Não são cenários exaustivos, nem mutuamente exclusivos. É apenas um ponto de partida para envolver todos os cidadãos numa conversa aberta e franca sobre como queremos construir o nosso futuro comum. E para isso, estou hoje no Funchal: para falar direta e pessoalmente com os madeirenses. Queremos, ou não, fazer mais como Europa? Queremos, ou não, mais União? Que vantagens e que consequências prefere para si e para os seus filhos?

Este ano celebramos 60 anos da assinatura do Tratado de Roma (a 25 de março de 1957), quando os primeiros seis membros da UE começaram a remeter para os livros de história o fantasma das guerras, da miséria e da discriminação. A integração europeia celebra seis décadas de conquistas na construção do maior espaço democrático, de paz, de oportunidades, de liberdade e de solidariedade. Oiço muitas vezes que a Europa está distante ou que não quer saber dos portugueses. Discordo profundamente. Primeiro, porque a Europa somos nós e a Europa será o que dela queiramos fazer. E depois porque, em Portugal, e em concreto na Madeira, não faltam exemplos concretos de como os apoios, a legislação e as iniciativas europeias têm um impacto positivo na nossa vida. A UE vai continuar a promover o emprego e a inclusão social, a competitividade da economia regional, o desenvolvimento urbano sustentável e vai também contribuir para que a Madeira aposte ainda mais na inovação, na investigação, na educação e na formação.
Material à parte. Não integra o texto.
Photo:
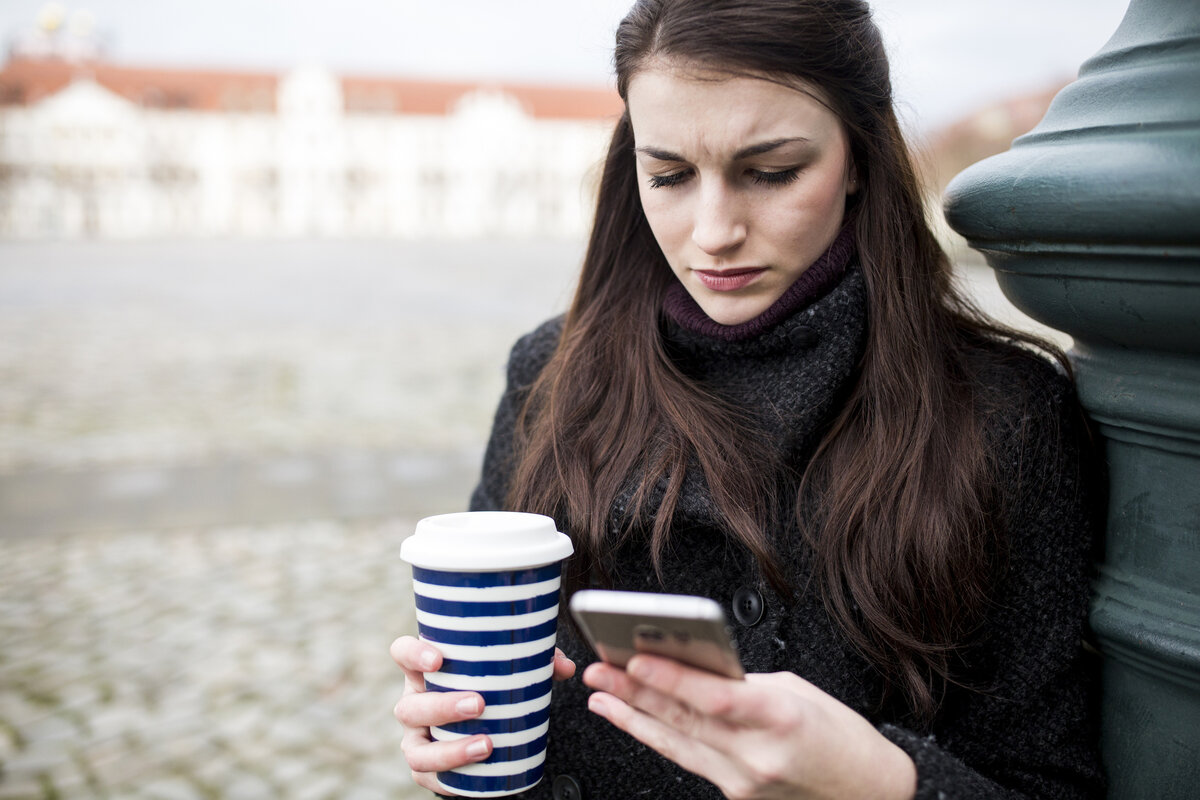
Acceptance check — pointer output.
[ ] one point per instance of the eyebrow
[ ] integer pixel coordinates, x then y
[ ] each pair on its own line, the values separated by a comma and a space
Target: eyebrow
745, 152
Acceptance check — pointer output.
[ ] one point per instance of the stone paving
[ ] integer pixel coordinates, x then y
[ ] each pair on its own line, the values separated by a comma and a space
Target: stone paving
232, 662
185, 613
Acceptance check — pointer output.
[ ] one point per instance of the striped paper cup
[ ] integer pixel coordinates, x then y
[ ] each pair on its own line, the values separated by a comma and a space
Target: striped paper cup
486, 587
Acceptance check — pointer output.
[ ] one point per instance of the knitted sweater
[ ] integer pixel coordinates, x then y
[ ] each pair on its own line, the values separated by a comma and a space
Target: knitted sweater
1029, 726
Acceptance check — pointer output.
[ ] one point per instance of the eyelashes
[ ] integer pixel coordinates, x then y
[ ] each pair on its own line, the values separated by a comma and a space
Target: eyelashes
780, 178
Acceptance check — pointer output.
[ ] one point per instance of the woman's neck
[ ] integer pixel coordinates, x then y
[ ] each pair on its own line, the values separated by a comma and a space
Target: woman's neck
814, 282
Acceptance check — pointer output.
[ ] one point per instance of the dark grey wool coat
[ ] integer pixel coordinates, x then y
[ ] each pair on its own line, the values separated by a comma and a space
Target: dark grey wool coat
1029, 726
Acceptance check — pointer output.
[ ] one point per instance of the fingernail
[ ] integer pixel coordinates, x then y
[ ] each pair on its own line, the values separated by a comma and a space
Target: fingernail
598, 705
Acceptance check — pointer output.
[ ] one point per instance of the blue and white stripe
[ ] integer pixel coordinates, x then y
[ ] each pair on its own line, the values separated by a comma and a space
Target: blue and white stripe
496, 632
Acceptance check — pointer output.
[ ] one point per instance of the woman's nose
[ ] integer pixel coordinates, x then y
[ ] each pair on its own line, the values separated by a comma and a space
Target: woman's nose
719, 226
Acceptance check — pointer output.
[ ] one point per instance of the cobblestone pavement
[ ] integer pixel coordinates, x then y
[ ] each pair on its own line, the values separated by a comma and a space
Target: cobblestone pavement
233, 662
151, 394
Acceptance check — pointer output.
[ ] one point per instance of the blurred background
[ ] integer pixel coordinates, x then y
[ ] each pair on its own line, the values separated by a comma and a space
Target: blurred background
261, 265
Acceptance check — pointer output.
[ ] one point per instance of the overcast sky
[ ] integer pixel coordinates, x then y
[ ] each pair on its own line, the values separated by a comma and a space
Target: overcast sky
948, 56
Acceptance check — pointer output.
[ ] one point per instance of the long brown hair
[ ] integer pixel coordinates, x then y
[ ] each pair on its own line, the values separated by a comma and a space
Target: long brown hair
903, 542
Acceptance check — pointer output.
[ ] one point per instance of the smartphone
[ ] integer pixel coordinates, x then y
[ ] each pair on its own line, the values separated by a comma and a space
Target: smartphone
690, 630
Desta longa caminhada que é a integração europeia, é importante sublinhar como uma Europa unida não é um dado adquirido: foi e continuará a ser uma opção. Espero por vós, hoje, no Diálogo dos Cidadãos para debater o futuro. Participe para escolhermos, juntos, o melhor caminho.

Todas as informações sobre o Livro Branco para o futuro da Europa e espaço para participar no debate virtualmente em https://ec.europa.eu/commission/white-paper-future-europe-reflections-and-scenarios-eu27_pt

 

Os cinco cenários do Livro Branco para o Futuro da Europa:

​- Continuar: Temos dado passos decisivos durante os últimos dois anos, concentrando toda a nossa energia nos grandes desafios que temos enfrentado. Esta opção significa que continuaríamos a trabalhar do mesmo modo, defendendo a agenda positiva que definimos em Bratislava, mas num ritmo acelerado: um cenário Bratislava Mais.
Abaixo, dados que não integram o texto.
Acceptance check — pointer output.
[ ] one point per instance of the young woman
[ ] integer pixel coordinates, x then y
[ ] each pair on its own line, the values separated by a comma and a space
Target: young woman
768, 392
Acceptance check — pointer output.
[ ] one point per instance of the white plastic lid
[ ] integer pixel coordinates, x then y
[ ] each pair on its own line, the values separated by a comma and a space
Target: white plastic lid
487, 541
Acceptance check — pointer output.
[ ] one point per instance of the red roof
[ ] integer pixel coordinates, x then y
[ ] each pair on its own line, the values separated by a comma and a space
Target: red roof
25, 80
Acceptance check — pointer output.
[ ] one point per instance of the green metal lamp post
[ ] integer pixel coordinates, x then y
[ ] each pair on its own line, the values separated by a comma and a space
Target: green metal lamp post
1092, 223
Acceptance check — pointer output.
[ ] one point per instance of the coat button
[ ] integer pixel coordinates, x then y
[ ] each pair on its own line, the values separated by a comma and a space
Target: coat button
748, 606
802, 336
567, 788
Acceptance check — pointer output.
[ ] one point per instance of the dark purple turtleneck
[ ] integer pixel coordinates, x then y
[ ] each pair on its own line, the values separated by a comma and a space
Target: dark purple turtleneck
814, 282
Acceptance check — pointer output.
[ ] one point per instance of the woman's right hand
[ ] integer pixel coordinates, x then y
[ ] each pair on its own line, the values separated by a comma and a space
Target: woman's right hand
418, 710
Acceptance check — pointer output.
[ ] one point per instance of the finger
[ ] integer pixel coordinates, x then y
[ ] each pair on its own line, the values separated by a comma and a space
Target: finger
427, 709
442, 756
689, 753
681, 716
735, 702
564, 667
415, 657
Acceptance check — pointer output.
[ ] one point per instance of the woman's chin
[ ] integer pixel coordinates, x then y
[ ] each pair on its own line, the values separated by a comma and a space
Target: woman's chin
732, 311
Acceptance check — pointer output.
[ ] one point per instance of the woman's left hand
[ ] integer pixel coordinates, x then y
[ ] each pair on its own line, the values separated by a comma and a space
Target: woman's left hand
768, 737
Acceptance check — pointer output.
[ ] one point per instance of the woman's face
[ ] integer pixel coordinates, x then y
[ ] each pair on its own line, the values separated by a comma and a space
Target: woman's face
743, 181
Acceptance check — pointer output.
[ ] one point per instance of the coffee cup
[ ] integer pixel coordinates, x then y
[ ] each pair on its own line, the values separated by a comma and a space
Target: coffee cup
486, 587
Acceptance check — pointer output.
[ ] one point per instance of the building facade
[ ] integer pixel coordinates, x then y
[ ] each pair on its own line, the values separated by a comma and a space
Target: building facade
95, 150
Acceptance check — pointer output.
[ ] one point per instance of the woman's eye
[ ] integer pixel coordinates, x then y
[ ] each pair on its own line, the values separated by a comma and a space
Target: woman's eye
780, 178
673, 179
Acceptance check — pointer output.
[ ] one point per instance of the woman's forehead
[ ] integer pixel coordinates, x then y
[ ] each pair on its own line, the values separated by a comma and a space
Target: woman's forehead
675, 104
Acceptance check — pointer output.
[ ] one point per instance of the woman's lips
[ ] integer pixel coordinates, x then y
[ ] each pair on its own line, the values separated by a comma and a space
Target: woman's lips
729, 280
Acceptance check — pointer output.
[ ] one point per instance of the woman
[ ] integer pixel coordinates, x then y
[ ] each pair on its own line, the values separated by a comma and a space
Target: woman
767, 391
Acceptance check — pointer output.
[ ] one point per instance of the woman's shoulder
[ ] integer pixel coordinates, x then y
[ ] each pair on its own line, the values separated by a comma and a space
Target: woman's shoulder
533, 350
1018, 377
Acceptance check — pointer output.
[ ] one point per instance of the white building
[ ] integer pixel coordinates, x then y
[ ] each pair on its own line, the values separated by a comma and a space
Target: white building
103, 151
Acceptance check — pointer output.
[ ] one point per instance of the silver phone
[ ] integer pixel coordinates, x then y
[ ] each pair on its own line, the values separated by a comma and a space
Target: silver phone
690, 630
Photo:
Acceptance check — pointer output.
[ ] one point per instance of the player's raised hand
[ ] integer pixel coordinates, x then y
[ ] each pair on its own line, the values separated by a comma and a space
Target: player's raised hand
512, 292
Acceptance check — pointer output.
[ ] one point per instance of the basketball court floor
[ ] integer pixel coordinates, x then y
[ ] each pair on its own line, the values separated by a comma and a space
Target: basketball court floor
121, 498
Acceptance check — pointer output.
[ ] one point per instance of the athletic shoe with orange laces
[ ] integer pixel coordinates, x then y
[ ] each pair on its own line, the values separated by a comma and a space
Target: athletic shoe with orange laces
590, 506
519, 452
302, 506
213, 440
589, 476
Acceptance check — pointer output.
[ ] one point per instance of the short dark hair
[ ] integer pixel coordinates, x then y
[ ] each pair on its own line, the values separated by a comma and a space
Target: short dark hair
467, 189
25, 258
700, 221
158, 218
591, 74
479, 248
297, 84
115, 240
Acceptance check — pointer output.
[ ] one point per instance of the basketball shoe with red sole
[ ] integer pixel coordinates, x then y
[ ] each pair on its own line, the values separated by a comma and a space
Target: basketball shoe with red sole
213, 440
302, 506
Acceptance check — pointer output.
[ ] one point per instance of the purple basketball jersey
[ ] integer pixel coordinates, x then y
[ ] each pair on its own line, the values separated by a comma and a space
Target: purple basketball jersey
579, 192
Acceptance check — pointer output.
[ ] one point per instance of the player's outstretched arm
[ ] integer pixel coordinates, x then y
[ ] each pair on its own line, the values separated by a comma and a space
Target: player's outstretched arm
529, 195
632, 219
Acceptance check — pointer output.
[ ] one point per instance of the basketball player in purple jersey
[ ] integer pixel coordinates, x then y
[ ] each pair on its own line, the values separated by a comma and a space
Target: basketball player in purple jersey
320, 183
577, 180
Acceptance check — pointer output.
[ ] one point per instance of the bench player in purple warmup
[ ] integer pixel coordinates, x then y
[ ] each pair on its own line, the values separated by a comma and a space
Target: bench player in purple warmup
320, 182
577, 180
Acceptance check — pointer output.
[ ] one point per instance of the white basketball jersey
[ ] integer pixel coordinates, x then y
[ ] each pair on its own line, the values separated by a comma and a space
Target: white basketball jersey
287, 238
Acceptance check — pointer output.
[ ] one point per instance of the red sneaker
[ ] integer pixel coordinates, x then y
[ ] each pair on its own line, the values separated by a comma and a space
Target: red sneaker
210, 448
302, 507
- Focar no Mercado Único: Se os Estados Membros não demonstrarem concordância em áreas como a migração, a segurança e a defesa, a UE a 27 redireciona-se e reúne-se à volta do Mercado Único.
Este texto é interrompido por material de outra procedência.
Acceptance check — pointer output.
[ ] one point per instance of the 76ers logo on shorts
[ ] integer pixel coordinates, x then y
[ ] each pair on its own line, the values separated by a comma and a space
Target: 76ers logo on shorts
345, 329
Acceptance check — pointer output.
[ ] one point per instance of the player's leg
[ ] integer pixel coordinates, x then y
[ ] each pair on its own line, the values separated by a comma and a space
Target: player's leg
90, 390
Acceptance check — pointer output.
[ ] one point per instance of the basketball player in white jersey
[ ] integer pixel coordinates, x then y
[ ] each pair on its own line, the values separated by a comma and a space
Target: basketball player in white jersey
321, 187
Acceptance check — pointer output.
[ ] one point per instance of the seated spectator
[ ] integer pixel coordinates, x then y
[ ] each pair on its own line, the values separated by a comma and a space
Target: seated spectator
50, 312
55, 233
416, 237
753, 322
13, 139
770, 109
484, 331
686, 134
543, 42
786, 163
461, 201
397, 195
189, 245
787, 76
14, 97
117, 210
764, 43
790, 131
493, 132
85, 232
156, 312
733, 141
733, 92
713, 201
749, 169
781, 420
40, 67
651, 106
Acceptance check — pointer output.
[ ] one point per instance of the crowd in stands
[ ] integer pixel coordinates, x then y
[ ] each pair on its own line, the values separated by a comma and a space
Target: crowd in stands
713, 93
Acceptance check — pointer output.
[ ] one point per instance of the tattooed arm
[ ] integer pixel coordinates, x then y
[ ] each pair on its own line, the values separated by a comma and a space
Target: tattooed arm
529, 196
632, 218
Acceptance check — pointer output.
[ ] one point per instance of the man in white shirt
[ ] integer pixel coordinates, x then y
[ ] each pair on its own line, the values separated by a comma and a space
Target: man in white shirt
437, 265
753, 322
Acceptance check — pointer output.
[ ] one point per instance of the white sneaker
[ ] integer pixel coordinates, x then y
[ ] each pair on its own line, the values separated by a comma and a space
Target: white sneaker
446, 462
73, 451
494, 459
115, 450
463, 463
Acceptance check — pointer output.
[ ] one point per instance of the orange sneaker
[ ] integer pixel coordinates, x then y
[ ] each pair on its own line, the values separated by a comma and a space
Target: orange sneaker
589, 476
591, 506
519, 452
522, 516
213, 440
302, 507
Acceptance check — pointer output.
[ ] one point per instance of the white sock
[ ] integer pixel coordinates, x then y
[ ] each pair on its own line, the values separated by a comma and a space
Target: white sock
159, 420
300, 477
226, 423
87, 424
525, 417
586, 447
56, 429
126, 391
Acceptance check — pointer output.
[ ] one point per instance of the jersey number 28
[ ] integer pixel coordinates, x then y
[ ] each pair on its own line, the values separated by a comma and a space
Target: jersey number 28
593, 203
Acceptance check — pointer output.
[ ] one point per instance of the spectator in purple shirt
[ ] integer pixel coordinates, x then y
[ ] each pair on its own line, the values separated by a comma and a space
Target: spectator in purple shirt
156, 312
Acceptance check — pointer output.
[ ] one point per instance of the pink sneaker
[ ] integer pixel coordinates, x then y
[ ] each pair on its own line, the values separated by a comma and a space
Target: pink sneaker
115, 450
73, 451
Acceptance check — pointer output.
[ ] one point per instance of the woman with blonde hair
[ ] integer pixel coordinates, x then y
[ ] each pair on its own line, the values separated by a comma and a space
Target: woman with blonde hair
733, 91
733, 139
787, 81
- Mesma direção, a velocidades diferentes: A UE27 continua, mas os Estados Membros que estão prontos a seguir em frente devem fazê-lo, deixando a porta aberta para aqueles que queiram passá-la ao seu ritmo. Isto já está, até certo ponto, a ser posto em prática hoje em dia. E é provável que encontremos elementos deste cenário em qualquer uma das abordagens que escolhamos, porque numa Europa tão diversa como a nossa, haverá sempre preferências diferentes em áreas políticas diferentes.

- Ação coletiva em áreas específicas: A EU a 27 pode focar a sua atenção e os seus recursos numa série de pequenas áreas onde conseguimos atingir resultados concretos que beneficiam os cidadãos. Noutras áreas, reconheceríamos que será mais positivo se cada Estado Membro agisse por si.

- A Europa a todo o gás: Isto significaria a integração a máxima velocidade. Os Estados Membros decidiriam partilhar mais poderes, mais recursos e maiores capacidades de decisão.